The Committee shall assist the Board in promoting the safety of the Company's employees and assuring the Company's compliance with applicable safety laws and regulations.
The Committee shall be composed of at least three directors appointed by the Board, upon the recommendation of the Nominating and Corporate Governance Committee of the Board. The chairman of the Committee shall be appointed by the Board. Committee members shall serve until their successors are duly appointed and qualified or until their earlier removal by the Board at any time.
The Committee may form and delegate any of its responsibility to subcommittees as it deems necessary or appropriate in its sole discretion.
Meetings and Consultants
The Committee shall meet as often as it shall determine, but not less frequently than quarterly. The Committee shall have the authority to select, retain and terminate such consultants, outside counsel and other advisors ("Consultants") as it deems necessary or appropriate in its sole discretion. The Committee may invite such Consultants to attend meetings of the Committee or to meet with any members of the Committee. The Committee shall have the sole authority to approve the fees and retention terms relating to such Consultants, which fees shall be borne by the Company.

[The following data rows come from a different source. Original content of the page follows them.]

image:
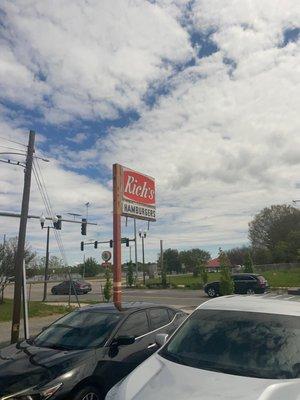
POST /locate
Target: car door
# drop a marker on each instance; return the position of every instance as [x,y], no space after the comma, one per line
[119,361]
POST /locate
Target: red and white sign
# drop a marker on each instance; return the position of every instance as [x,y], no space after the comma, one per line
[138,195]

The Committee shall have the authority to take such actions as are set forth below:
· To develop and recommend to the Board for its approval such safety guidelines, policies and procedures as the Committee deems necessary or appropriate. The Committee shall review such guidelines, policies and procedures, if any, as often as it deems necessary or appropriate and recommend changes thereto as necessary or appropriate.

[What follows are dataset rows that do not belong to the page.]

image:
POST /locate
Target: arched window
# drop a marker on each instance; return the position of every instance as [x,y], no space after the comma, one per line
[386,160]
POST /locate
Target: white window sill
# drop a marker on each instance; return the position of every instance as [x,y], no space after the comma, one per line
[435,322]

· To oversee the implementation of any safety guidelines, policies and procedures developed by the Committee and approved by the Board.

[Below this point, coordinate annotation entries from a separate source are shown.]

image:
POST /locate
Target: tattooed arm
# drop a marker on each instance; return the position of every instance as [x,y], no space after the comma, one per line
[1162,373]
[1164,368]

· To review as often as it deems necessary or appropriate the Company's compliance with applicable laws, regulations and reporting requirements regarding employee safety, and to make recommendations to the Board, as necessary, regarding such compliance.
· To review as often as it deems necessary or appropriate the Company's safety performance and to advise the Board regarding such performance.
· To provide general advice to the Board on safety matters.
· To report regularly to the Board on the Committee's activities.
· To perform any other activities consistent with this charter, the Company's certificate of incorporation and by-laws and applicable law, as the Committee or the Board deems appropriate.